Perhaps most interestingly, this hasn't stopped people from buying Portals -- or Amazon smart speakers. CNET's own Rick Broida isn't bothered by Facebook's privacy stuff:

I'll just say I'm fully aware that every company on the planet is already collecting and sharing data about me in order to try to sell me stuff. And for the most part I'm not bothered by it. That's just me.

Well, maybe not just me: The Portal has a 4.6-star average rating from over 400 Best Buy customers and a 4.4 average from over 300 Amazon customers. Seems as though people really like the product, Facebook issues notwithstanding.

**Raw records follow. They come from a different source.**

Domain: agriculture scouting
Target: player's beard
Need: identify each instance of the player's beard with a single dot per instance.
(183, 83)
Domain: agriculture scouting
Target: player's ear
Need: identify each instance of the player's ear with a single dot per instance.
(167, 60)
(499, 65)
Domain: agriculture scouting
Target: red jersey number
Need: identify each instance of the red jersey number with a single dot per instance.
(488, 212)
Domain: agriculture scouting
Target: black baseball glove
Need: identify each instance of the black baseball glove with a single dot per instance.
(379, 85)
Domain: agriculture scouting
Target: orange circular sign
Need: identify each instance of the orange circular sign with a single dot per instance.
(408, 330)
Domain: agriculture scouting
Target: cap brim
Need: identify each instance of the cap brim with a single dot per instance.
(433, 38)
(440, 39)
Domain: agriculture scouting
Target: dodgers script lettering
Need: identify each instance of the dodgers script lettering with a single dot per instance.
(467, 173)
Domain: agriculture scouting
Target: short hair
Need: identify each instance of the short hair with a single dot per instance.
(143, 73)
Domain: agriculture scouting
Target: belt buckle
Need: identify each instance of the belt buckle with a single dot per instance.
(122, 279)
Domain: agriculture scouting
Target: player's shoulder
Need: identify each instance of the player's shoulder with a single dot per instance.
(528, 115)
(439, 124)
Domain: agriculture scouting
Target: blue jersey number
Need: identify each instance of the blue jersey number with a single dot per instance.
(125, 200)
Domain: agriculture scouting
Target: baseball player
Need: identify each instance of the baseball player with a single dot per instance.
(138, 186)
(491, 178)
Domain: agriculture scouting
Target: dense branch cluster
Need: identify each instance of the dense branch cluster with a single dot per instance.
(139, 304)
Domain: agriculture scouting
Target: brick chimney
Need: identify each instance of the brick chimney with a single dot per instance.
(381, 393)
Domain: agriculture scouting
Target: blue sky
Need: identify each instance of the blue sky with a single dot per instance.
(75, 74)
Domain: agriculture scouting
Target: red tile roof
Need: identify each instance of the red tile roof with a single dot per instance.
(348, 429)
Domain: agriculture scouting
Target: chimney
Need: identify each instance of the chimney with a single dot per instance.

Another colleague, Ian Sherr, feels differently

Why can't you [Facebook] fix all this stuff before trying to sell us a device that, at best, already faces an uphill battle in trying to convince people that putting yet another internet-connected doorway into their homes is a good idea?

(Gut check: Am I the only one who thinks Facebook's Portal is the wrong product at the wrong time? Michael Pachter, an analyst at Wedbush Securities, said Portal is "downright creepy" and wanted to ask, "How much pain are you willing to go through to see it succeed?")

Some people will always care more about privacy than others. And that's all fine and good. But I can't imagine anyone thinking the Portal and the Portal Plus were well-timed product releases in light of Facebook's ongoing issues or that we'd all just line up and buy a bunch of these things. Mark Zuckerberg's social network is in the midst of a serious identity crisis. "Hey Portal, flash your screen once if you need help."